Mental illnesses often start and reach their peaks in the first 30 years of life, while physical illnesses start and reach their peaks in middle age. This shows that the physiological aging process links them together during this time. This new study conducted a preliminary test of the hypothesis that psychopathology is associated with accelerated aging, that is, in terms of age-related diseases and mortality, psychopathology is associated with accelerated physical decline.
Researchers believe that poor health behaviors, such as smoking, lack of exercise, and poor diet, may lead to the link between psychopathology and aging; secondly, patients with mental illness have fewer opportunities for medical treatment. Stress-related experiences, including injuries in childhood and adulthood, these factors help to accelerate aging; in addition, experiencing anxiety, paranoia and other mental disorder symptoms themselves will feel stress, stress increases inflammation and stress hormone biomarkers The cycle of objects, which may link psychopathology to age-related diseases. In addition, genetic vulnerability may simultaneously increase a person’s risk of mental illness and accelerated aging.
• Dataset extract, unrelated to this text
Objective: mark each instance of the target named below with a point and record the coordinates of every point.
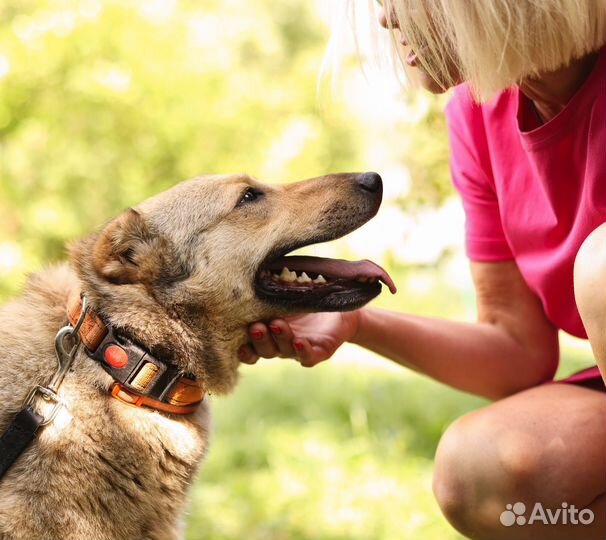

Terrie Moffitt, the corresponding author of the study and professor of psychology and neuroscience at Duke University, explained: “Those who experienced mental illness when they were young will experience more age-related physical and neurodegenerative diseases in old age. Therefore, you can find those who are at risk of physical disease earlier. If you can improve their mental health in childhood and adolescence, it is possible to intervene to improve their physical health and slow down aging in the future.”
Moffitt concluded: “Mental health awareness needs to be established from an early age. More resources should be invested in the treatment of young people’s mental health problems, which is a window of opportunity to prevent elderly diseases. Because young people with mental health problems will live in the future. China may become a patient with a very expensive treatment.”